A recent source of treatment for MG is mycophenolate mofetil (MM). MM is an immunosuppressant that inhibits the de novo pathway of guanosine nucleotide synthesis required for B and T lymphocyte proliferation.(9) This inhibition of the B cells and T cells also inhibits the production of autoantibodies. Mycophenolate blocks the enzyme inosine-5'-monophosphate dehydrogenase (IMPDH), which is needed by B cells and T cells for an immune response. Cells not associated with the immune system don't require IMPDH and are not affected by its blockage.(10) A patient with myasthenia gravis reported a progressive increase in strength of grip anterior leg muscles after taking mycophenolate.(10) The results of MM treatment on MG are great because it controls its signs and symptoms. Onset is quick, occurring in 3 weeks after the initiation of treatment and with side effects of diarrhea, low white blood cell count (leukopenia), and vomiting.(9)

Another recent source for treatment of myasthenia gravis has been found by using tacrolimus (FK-506) on transplant recipients. Tacrolimus is a calcium-calcineurin inhibitor used as an immunosuppressant on patients with MG. It acts through the inhibition of the calcium-calcineurin pathway and exerts its immunosuppressive effect by reducing the proliferation of activated T cells.(11) The use of tacrolimus was reported to have less nephrotoxicity than other treatments. Tacrolimus binds to the FK-506 binding protein, which inhibits calcineurin. Calcineurin is required for the signaling of T lymphocytes. Although Tacrolimus doesn't cure MG, it is used to control it when taken at low doses.

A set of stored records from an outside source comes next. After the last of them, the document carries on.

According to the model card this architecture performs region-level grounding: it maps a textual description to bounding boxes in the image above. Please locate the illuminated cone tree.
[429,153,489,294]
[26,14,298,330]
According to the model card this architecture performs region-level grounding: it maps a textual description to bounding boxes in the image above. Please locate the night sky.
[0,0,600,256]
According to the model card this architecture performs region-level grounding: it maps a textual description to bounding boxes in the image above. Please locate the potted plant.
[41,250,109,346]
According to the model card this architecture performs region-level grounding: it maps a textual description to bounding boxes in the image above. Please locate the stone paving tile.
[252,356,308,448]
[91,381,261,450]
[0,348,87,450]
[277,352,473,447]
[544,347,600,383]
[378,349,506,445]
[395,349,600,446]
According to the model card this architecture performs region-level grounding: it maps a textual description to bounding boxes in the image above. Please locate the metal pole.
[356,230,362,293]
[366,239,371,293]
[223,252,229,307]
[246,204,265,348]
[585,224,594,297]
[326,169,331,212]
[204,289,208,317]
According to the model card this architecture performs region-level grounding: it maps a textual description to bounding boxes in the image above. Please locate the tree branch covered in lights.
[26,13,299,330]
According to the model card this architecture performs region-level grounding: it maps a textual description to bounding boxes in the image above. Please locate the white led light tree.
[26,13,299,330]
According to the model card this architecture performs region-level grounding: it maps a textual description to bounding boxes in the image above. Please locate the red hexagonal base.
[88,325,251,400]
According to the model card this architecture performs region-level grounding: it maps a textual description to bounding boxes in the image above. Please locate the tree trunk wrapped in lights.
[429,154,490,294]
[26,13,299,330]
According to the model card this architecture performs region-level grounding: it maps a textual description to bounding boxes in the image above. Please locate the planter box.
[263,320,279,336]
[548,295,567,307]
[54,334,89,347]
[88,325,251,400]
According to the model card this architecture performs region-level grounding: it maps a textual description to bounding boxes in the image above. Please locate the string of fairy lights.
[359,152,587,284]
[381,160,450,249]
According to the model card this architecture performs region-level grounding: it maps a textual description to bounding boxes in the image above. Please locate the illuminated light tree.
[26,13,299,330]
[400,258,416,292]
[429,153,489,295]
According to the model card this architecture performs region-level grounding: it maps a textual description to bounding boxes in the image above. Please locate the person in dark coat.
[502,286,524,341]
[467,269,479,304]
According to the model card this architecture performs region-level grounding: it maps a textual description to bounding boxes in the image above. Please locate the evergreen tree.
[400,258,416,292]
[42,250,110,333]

Muscle weakness and defects in neuromuscular transmission are symptoms of the autoimmune disorder, myasthenia gravis. It is a non-inherited disease that acquires antibodies that fight against the body by destroying acetylcholine receptors. The number of acetylcholine receptors are reduced due to the degradation of acetylcholine receptors and the loss of normal synaptic folds. This results in less depolarization of the membrane, contributing to less muscle contraction. Transmission from nerve to muscle depends on increased levels of 'safety factor' in order to sustain a prolonged transmission. Muscle cells produce immunomodulating factors such as, IFN-g, which influence the immune system, when bound to the antibody mAb35. There are many types of myasthenia gravis that involve autoimmune responses, such as those that are induced by drugs to those that occur in adulthood. The best manner in which to treat myasthenia gravis is with cholinesterase inhibitors, which prolong the effect of ACh. A second alternative would be a thymectomy, which will rid the body of T cells that may cause the autoimmune deficiency. There is still ongoing research to obtain a rational treatment for the illness that self attacks the immune system and causes muscle weakness.